In nur etwas mehr als einem Jahrhundert ist die von Gletschern bedeckte Fläche in Afrika von 19,5 auf 1,4 Quadratkilometer geschrumpft, so die Studie. Anschaulich gesagt: Das verbliebene Eis würde nur noch die Hälfte der Fläche des Central Park in New York bedecken.
«Ohne signifikante Änderungen der lokalen klimatischen Bedingungen werden die ostafrikanischen Gletscher voraussichtlich bis Mitte des Jahrhunderts fast vollständig verschwunden sein», prognostiziert Prinz.

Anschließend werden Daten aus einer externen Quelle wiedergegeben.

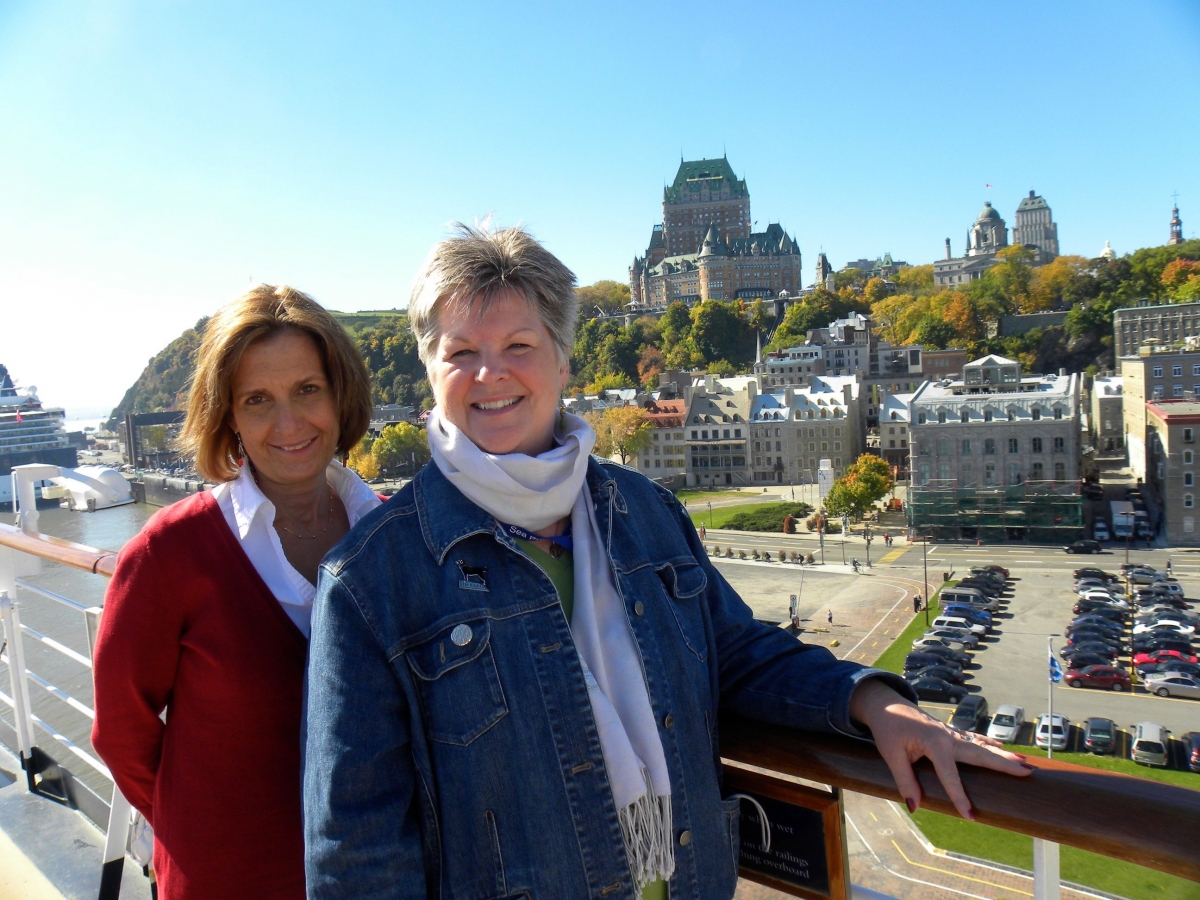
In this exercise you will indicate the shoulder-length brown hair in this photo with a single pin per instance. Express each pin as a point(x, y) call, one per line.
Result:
point(262, 312)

Für die Kogi, eine indigene Gemeinschaft im Norden Kolumbiens, ist die Bergkette Sierra Nevada de Santa Maria das Zentrum des Universums. Ihre Flüsse und Wälder sind Teil eines lebendigen Wesens, der Berg ist sein Körper und der Gletscher sein Gehirn.
Das Schmelzen der dortigen Gletscher, so glauben die Kogi, ist ein Zeichen des Ungleichgewichts zwischen Mensch und Natur.
Von den 14 tropischen Gletschern, die es zu Beginn des 20. Jahrhunderts in Kolumbien gab, sind heute nur noch sechs übrig. Der letzte vollständig geschmolzene Gletscher, der Conejeras-Gletscher, verschwand vor etwas mehr als einem Jahr.
«Wir haben in den letzten zwölf Jahren 30 Prozent der Gletscherfläche verloren», sagt Jorge Luis Ceballos Liévano vom kolumbianischen Nationalen Institut für Hydrologie, Meteorologie und Umweltstudien (IDEAM). Liévano ist der nationale Korrespondent in Kolumbien für den WGMS.
Der Páramo ist ein für Kolumbien und andere lateinamerikanische Länder typisches Ökosystem. Der Páramo speichert das Schmelzwasser der Gletscher und gibt es in den Trockenmonaten wieder ab.
Eine nachhaltige Bewirtschaftung der Wasserressourcen und die Erhaltung von Bergökosystemen wie dem Páramo gehören zu den wichtigsten Strategien, um sich an das Schmelzen der Andengletscher anzupassen.